We  begin with the first day of impeachment hearings before the House Judiciary Committee featuring four law professors and a lot of partisan sparring which at the end of the day appears to be the Republican’s strategy to make the hearing so overheated with partisanship and alternative realities that the bulk of the population tunes it out and are left with the impression that the whole impeachment exercise is about partisanship not presidential abuse of power. Corey Brettschneider, a professor of political science at Brown University as well as a visiting professor of law at Fordham Law School and author of “The Oath and the Office: A Guide to the Constitution for Future Presidents”, joins us. We  discuss today’s disagreement between dueling legal scholars over whether Trump’s conduct met the constitutional threshold for removal of a duly elected president which was largely ignored by Republican congressional questioners who made speeches condemning the whole process as a bitter partisan exercise which the Democrats have been engaged in since Trump took office. With today’s opening round of the House impeachment investigation exposing such a relentless onslaught of distraction from building a case against a president which in a month or so will end up as a trial in the Senate, we will assess whether no matter how strong the case against Trump is, it won’t be clear to a lot of Americans.

 

 “When Does Ordinary Republican Partisanship Turn Into Treason?”
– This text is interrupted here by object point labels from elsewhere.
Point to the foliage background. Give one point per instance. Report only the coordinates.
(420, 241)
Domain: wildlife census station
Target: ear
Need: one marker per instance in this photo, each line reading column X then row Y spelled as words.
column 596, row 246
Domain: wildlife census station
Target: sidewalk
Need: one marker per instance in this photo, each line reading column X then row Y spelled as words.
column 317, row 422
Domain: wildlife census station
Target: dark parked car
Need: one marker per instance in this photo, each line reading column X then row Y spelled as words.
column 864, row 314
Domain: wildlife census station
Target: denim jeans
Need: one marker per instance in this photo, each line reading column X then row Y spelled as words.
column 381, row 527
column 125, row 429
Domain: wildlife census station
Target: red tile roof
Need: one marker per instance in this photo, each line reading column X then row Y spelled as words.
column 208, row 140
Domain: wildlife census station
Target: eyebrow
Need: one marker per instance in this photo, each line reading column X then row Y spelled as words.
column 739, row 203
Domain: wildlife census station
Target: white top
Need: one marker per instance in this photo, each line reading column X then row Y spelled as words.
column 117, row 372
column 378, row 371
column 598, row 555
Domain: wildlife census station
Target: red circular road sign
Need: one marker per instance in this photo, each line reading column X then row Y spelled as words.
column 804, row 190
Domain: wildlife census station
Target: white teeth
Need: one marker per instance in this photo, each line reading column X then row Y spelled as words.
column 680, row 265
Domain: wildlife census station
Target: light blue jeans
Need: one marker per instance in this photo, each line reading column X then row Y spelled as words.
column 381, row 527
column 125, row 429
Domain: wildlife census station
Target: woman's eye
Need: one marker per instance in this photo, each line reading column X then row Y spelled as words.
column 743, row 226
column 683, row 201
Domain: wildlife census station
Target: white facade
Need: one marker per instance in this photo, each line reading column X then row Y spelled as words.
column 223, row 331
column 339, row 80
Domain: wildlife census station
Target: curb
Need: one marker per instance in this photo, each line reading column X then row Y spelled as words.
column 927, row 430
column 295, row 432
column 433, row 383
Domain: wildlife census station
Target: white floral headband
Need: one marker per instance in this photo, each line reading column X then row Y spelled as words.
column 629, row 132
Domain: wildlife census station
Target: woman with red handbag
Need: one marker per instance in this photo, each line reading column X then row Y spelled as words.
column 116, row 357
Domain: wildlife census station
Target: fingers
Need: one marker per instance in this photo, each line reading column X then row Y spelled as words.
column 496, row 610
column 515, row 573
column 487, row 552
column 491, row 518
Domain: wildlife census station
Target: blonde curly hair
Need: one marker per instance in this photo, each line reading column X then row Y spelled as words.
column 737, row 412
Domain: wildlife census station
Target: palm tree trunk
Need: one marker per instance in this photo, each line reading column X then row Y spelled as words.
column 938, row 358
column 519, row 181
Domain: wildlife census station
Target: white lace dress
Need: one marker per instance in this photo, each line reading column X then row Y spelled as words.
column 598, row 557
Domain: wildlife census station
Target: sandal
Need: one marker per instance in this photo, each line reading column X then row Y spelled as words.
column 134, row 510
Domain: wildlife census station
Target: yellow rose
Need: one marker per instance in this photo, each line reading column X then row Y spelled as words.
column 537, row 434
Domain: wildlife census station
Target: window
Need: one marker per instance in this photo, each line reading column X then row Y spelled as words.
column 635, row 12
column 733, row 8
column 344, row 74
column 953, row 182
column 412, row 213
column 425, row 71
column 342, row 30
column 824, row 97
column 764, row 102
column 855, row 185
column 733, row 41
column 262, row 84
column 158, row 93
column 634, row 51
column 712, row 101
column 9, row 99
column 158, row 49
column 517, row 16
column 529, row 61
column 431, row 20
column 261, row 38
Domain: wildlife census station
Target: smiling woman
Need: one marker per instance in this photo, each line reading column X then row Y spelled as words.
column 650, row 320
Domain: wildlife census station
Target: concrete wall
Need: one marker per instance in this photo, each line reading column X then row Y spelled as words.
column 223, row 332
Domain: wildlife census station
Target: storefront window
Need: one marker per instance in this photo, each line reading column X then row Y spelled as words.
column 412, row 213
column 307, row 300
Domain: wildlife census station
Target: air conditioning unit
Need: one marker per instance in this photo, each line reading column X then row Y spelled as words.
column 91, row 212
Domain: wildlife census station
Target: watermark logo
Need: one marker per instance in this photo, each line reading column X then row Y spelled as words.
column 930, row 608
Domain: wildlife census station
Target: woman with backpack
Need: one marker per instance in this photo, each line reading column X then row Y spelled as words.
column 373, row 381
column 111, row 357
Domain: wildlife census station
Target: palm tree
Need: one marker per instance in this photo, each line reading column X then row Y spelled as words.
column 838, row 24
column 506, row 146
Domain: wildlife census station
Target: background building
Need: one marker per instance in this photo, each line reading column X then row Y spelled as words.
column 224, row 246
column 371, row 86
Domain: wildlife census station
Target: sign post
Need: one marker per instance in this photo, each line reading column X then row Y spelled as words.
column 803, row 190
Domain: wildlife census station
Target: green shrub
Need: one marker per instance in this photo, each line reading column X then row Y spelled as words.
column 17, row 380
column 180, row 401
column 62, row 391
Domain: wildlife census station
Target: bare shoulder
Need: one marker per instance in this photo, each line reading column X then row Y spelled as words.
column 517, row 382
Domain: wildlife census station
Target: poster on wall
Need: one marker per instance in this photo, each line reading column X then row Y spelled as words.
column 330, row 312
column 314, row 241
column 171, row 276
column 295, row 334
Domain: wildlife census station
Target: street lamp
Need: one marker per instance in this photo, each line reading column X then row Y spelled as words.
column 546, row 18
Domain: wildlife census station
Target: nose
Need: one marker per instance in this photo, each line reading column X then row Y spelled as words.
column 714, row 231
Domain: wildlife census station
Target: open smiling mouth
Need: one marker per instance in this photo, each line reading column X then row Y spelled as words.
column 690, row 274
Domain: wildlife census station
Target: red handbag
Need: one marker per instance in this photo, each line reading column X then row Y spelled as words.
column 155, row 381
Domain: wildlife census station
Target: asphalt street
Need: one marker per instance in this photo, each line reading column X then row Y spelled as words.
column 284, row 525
Then we speak with John Stoehr, a contributing writer at the Washington Monthly and the editor and publisher of The Editorial Board where he has an article “When Does Ordinary Republican Partisanship Turn into Treason?” We discuss the extraordinary depth of dishonesty Republicans like Senator Kennedy and even the Chairman of the Senate Intelligence Committee are sinking to in parroting the Russian line to try to shift the blame from Russia’s proven meddling in the 2016 election onto the hapless Ukrainians whose country is under attack by Russia.

 

The Pentagon’s Reality-Based Approach to Global Warming

Then finally, with an alarming report from the Global Carbon Project showing how 2019 has seen an increase in global greenhouse gas emissions from fossil fuels, we  speak with Michael Klare, a Five College professor of peace and world security studies at Hampshire College and the author of a new book, just out, “All Hell Breaking Loose: The Pentagon’s Perspective on Climate Change”. We  examine the role of the Pentagon which is planning for the catastrophic consequences of global warming and how their reality-based efforts could influence global warming deniers.